A Tunable Control/Learning Framework for Autonomous Robots

Oct
18

A Tunable Control/Learning Framework for Autonomous Robots

Dr. Shaoshuai Mou, Purdue University

11:30 a.m., October 18, 2024   |   109 Stinson-Remick

Modern society has been relying more and more on engineering advance of autonomous systems, ranging from individual robots (such as a robotic arm for manufacturing, a self-driving car, or an autonomous vehicle for planetary exploration) to cooperative ones (such as a human-robot team, swarms of drones, etc).

Dr. Shaoshuai Mou

Dr. Shaoshuai Mou,
Purdue University

In this talk we will present our most recent progress in developing a fundamental framework for learning and control in autonomous systems. The framework comes from a differentiation of Pontryagin’s Maximum Principle and is able to provide a unified solution to three classes of learning/control tasks, adaptive autonomy (i.e. optimal control adaptive to additional objective function), inverse optimization (or learning from demonstrations in robotics), and system identification. An extension of this framework to incorporate hard constraints for safety will also be described. We will also present applications of this framework into human-robot teaming, especially in enabling an autonomous robot to take guidance from human operators, which is usually sparse and vague, and also adapt robot’s performance incrementally from human’s corrections.

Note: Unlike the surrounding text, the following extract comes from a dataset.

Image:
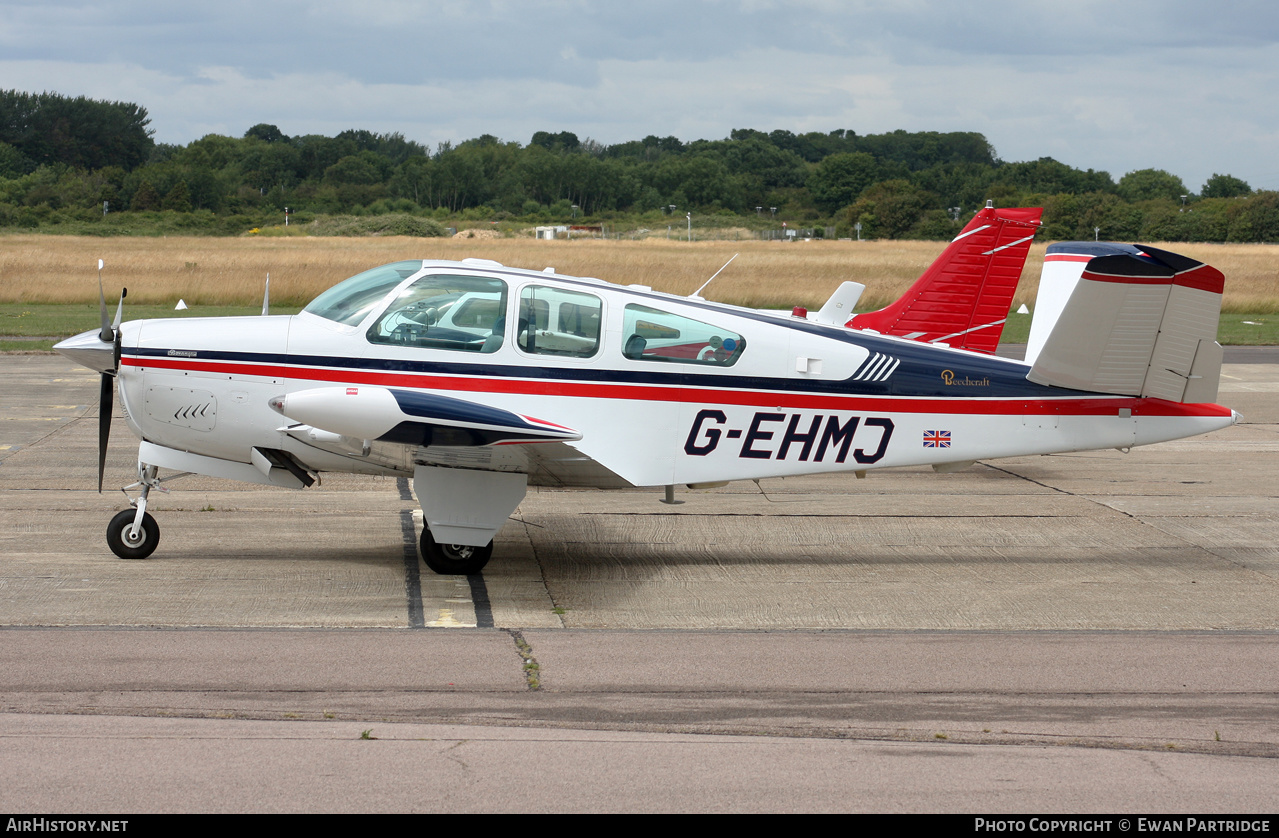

Dr. Shaoshuai Mou is the Elmer Bruhn associate professor in the School of Aeronautics and Astronautics at Purdue University. He received a Ph.D. in Electrical Engineering at Yale University in 2014 under the supervision of Prof. A. Stephen Morse. He worked as a postdoc researcher at MIT in 2014, and then joined Purdue University as a tenure-track assistant professor in Aug. 2015.

His research group Autonomous & Intelligent Multi-agent Systems (AIMS) lab has been focusing on advancing control theories with recent progress in optimization, networks and machine learning for autonomous and robotics systems, with particular research interest in distributed algorithms for control, optimization and learning for multi-agent systems, inverse optimal control for robotics, parameter adaptation in optimal control, integration of learning and control, human-robot teaming, etc.